I could belabor the point: this is complicated. Thinking through all these things, and then taking for granted that it's possible to even get a handle on this information, it's still complicated.
Conclusion
The point is to illustrate how computer programmers today have to explicitly and meticulously gather and handle every piece of information. Data collection is explicit: if we want to know something, we have to get it and store it, and we put it in a little bucket (called a variable or a database record) with a little label on it, and we write logic to do different things based on what's in all these little buckets.
Contrast this with the way the human mind works. Can you recall what you had for breakfast yesterday? Did you explicitly decide to store that information yesterday? Our minds gather tons of data, but it's not explicit like a computer. (Interesting that good memorization techniques actually use explicit storage mechanisms through association.)
The processing we do on this data is also extremely complex, but not explicit. When making decisions on things we usually don't run through a certain algorithm where we consider all the facts and come up with output. The reason, I believe, is that there are so many data points that go into most non-trivial decisions that if we tried to explicitly recall these data points and apply a known algorithm to these data points we wouldn't be able to function. We would be locked in analysis paralysis.

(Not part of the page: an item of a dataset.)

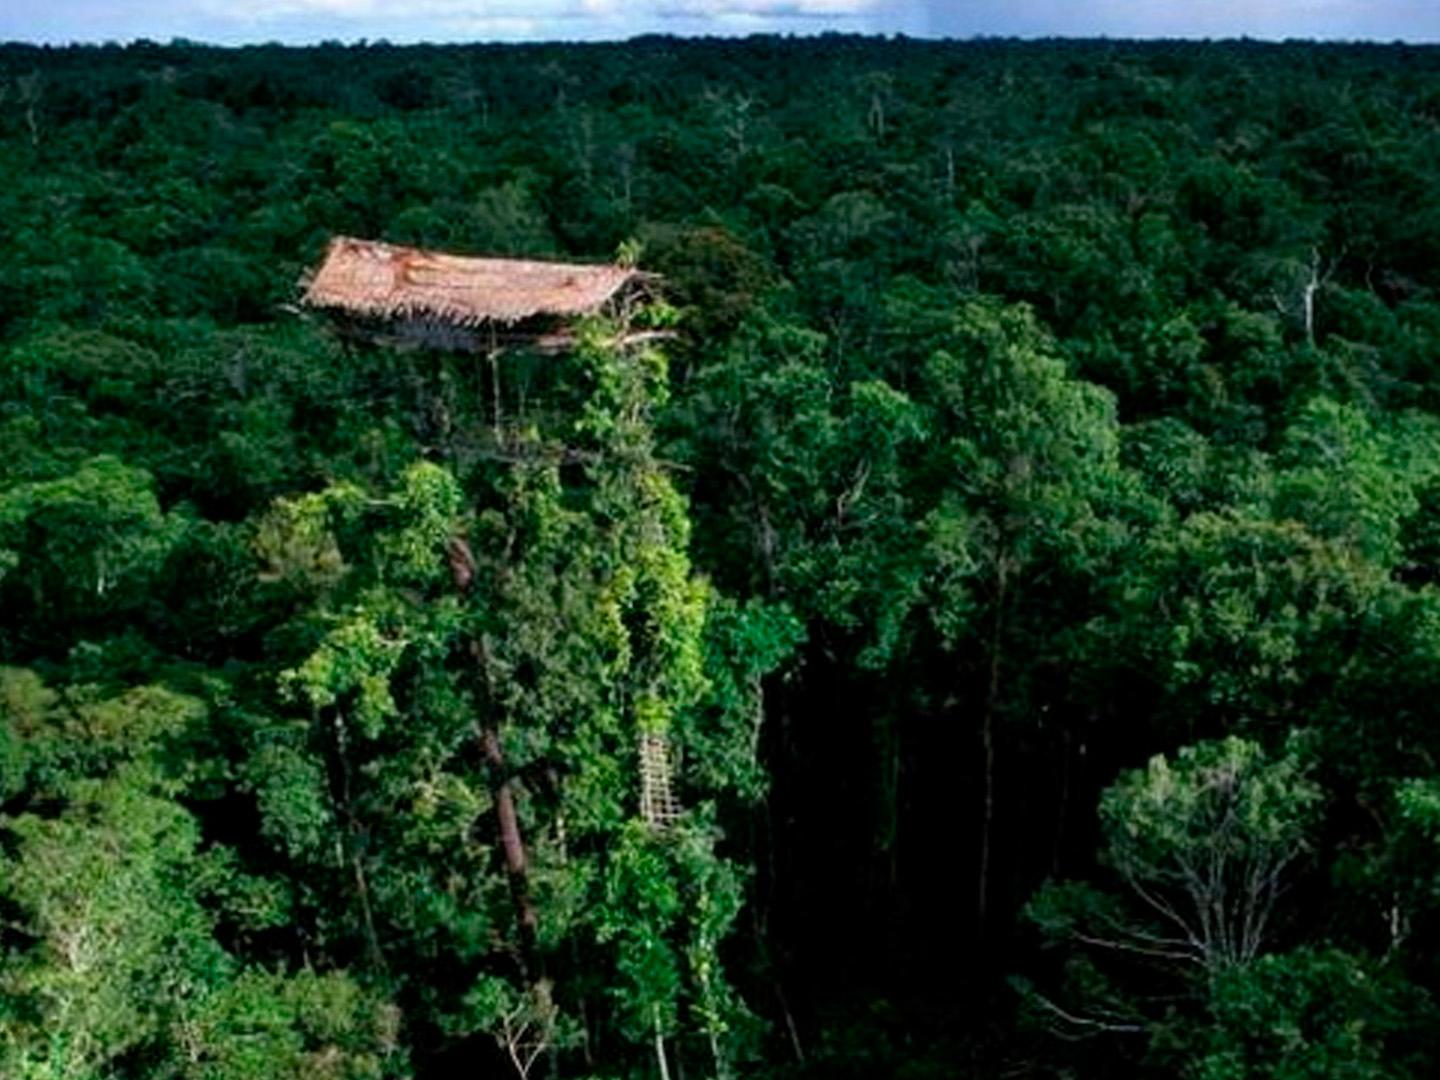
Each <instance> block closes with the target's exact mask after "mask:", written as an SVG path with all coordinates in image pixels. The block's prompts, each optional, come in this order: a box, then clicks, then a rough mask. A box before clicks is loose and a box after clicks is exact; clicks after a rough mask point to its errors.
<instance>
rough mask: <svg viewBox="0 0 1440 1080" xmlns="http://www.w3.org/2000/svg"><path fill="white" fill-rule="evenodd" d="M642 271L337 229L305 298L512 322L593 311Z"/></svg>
mask: <svg viewBox="0 0 1440 1080" xmlns="http://www.w3.org/2000/svg"><path fill="white" fill-rule="evenodd" d="M644 276H645V275H642V274H641V272H638V271H635V269H629V268H626V266H606V265H600V266H586V265H577V264H564V262H534V261H530V259H472V258H462V256H459V255H442V253H438V252H428V251H419V249H418V248H397V246H395V245H390V243H379V242H376V240H356V239H351V238H348V236H337V238H336V239H333V240H331V242H330V251H328V252H325V261H324V262H323V264H321V265H320V268H318V269H317V271H315V274H314V276H311V279H310V284H308V285H307V288H305V297H304V302H305V304H308V305H310V307H315V308H324V310H330V311H340V312H344V314H350V315H359V317H363V318H387V320H389V318H428V320H442V321H445V323H449V324H454V325H461V327H477V325H481V324H485V323H500V324H505V325H510V324H514V323H523V321H526V320H530V318H536V317H539V315H552V317H559V318H573V317H576V315H589V314H593V312H595V311H599V310H600V308H602V307H605V304H606V302H608V301H609V300H612V298H613V297H615V295H616V294H618V292H621V291H622V289H624V288H625V287H626V285H629V284H631V282H634V281H636V279H641V278H644Z"/></svg>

Back to computer programming: my interest in Genetic Algorithms and Neural Net techniques comes from its similarity to our minds:
- The data points become less explicit: stuff that's relevant is mixed in with stuff that's irrelevant, and a human doesn't have to tell the computer which is what.
- The processing on these data points, while they are very well defined, are not explicitly defined by the programmer.
Because of these two attributes, these non-traditional techniques can solve problems that are very difficult with much less human effort, and often times much less runtime computational effort.
A next step in this thought is to explore new ideas of programming models that are even less explicit in their data definitions and process definitions.